Vegan Bread Pudding

10 ingredients
10 steps

Ingredients

  • nonstick cooking spray
  • 1 loaf Italian bread day-old, 16-18 oz.
  • 2 cups almond milk or cashew milk
  • 1/3 cup sugar 66 g
  • 2 tablespoons nondairy buttery spread melted
  • 1 tablespoon ground flaxseeds
  • 1 teaspoon vanilla extract
  • 1 teaspoon cinnamon
  • 1 pinch salt
  • powdered sugar optional

Directions

  1. 1
    Preheat oven to 350°F.
  2. 2
    Spray a 9-inch square casserole dish liberally with nonstick cooking spray.
  3. 3
    Cut bread into 1-inch cubes and set aside.
  4. 4
    In a large mixing bowl, whisk together nut milk, sugar, buttery spread, flaxseeds, vanilla extract, cinnamon, and salt until combined. Add bread cubes to bowl.

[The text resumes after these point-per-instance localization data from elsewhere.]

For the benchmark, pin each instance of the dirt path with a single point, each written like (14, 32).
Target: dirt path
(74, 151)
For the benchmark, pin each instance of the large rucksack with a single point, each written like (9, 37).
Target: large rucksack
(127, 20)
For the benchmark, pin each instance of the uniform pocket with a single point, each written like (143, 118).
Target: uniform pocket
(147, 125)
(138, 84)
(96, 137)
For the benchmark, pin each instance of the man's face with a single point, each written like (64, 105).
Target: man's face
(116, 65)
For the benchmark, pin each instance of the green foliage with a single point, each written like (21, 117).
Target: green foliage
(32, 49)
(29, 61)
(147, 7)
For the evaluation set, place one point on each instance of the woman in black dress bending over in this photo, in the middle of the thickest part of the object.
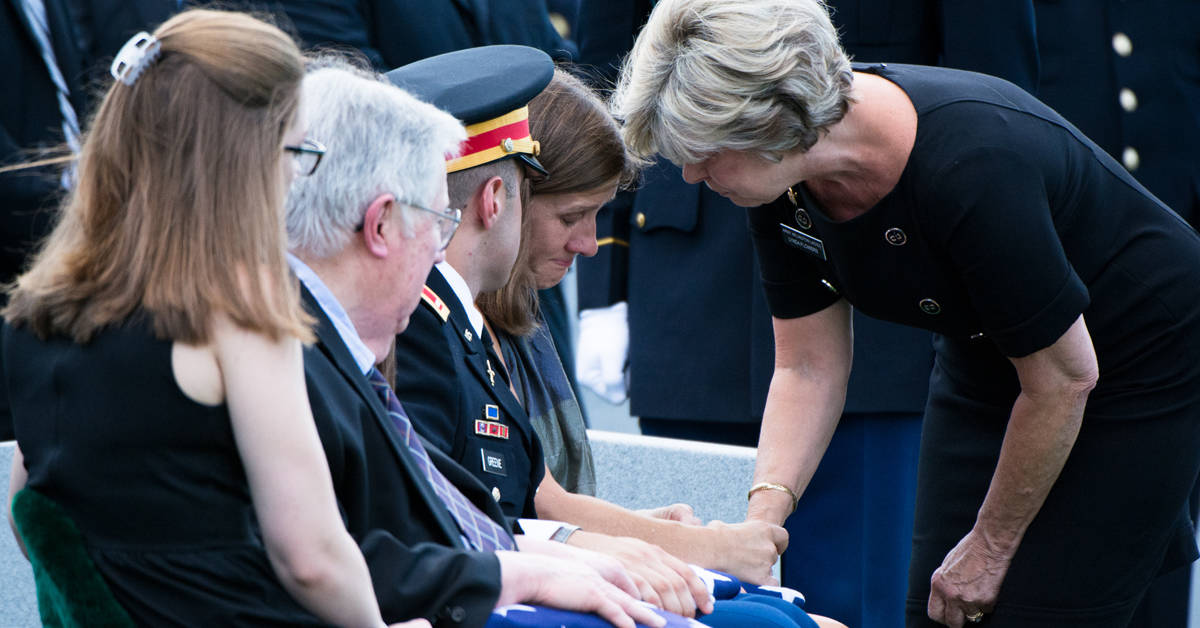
(1062, 432)
(151, 354)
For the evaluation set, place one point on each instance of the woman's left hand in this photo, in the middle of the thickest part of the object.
(967, 581)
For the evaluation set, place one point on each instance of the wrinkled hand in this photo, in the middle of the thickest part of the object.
(569, 585)
(603, 351)
(748, 550)
(661, 579)
(967, 581)
(676, 512)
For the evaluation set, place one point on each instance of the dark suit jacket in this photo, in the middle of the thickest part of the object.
(442, 374)
(1083, 77)
(409, 539)
(689, 269)
(30, 119)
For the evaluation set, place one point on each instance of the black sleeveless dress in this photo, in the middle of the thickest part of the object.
(151, 478)
(1007, 225)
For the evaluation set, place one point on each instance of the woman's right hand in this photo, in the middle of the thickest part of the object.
(549, 581)
(747, 550)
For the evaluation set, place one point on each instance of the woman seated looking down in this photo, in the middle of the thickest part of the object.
(153, 351)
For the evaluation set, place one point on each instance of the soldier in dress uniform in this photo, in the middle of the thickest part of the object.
(448, 370)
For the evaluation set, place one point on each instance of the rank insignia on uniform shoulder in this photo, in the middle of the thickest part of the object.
(439, 307)
(491, 429)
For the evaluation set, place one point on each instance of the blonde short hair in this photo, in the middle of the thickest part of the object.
(703, 76)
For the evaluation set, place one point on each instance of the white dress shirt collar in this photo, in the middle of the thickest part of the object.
(363, 357)
(462, 292)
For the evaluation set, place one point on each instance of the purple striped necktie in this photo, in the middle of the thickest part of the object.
(483, 533)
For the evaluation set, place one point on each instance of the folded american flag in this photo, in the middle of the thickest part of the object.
(523, 616)
(724, 588)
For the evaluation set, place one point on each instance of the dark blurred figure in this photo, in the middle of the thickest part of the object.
(1127, 73)
(700, 335)
(1128, 76)
(41, 108)
(105, 25)
(395, 33)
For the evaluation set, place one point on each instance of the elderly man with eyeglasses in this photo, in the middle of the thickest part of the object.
(365, 228)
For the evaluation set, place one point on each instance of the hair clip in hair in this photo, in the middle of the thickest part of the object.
(135, 57)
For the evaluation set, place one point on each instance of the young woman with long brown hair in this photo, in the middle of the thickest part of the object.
(153, 351)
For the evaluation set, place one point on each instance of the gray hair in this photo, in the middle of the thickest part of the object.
(378, 139)
(703, 76)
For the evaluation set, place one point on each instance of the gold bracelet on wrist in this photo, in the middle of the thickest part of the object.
(773, 486)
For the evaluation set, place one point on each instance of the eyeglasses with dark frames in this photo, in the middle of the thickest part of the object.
(448, 222)
(306, 156)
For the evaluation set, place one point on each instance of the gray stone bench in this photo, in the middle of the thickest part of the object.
(18, 598)
(639, 472)
(647, 472)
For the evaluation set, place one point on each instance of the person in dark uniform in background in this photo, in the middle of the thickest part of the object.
(1063, 297)
(395, 33)
(39, 112)
(103, 25)
(1128, 76)
(42, 58)
(706, 376)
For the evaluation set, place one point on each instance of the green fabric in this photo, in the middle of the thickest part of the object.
(70, 590)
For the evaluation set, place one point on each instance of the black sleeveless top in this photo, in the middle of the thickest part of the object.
(151, 478)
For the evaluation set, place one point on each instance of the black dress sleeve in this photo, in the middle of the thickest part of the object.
(793, 281)
(995, 223)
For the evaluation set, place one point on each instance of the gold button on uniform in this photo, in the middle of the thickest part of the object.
(1128, 100)
(1131, 159)
(1122, 45)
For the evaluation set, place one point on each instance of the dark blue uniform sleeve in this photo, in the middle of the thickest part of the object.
(994, 220)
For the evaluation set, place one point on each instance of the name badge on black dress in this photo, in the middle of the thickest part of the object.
(793, 237)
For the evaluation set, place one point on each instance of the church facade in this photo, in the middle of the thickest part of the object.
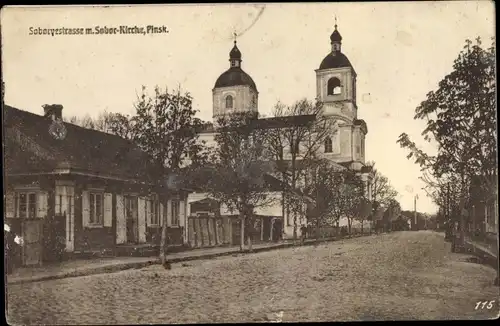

Fold with a rubber spatula until the bread is thoroughly coated in nut-milk mixture.
  5. 5
    Pro tip: Have more spices lying around at home? Feel free to experiment and incorporate other spices, such as cardamom, nutmeg, ground ginger, etc.
  6. 6
    Transfer soaked bread cubes to casserole dish. Cover dish with foil.
  7. 7
    Bake bread pudding on middle rack of oven for 30 minutes.
  8. 8
    Remove foil and continue baking for 15-20 minutes, until golden brown on top and a toothpick inserted in center comes out clean.
  9. 9
    Check to see that bread pudding is done. Remove from oven or add time as needed.
  10. 10
    If serving warm, allow bread pudding to cool for at least 15 minutes before plating. To serve cold, chill bread pudding in refrigerator for at least 2 hours. Dust with powdered sugar, if desired, immediately before serving.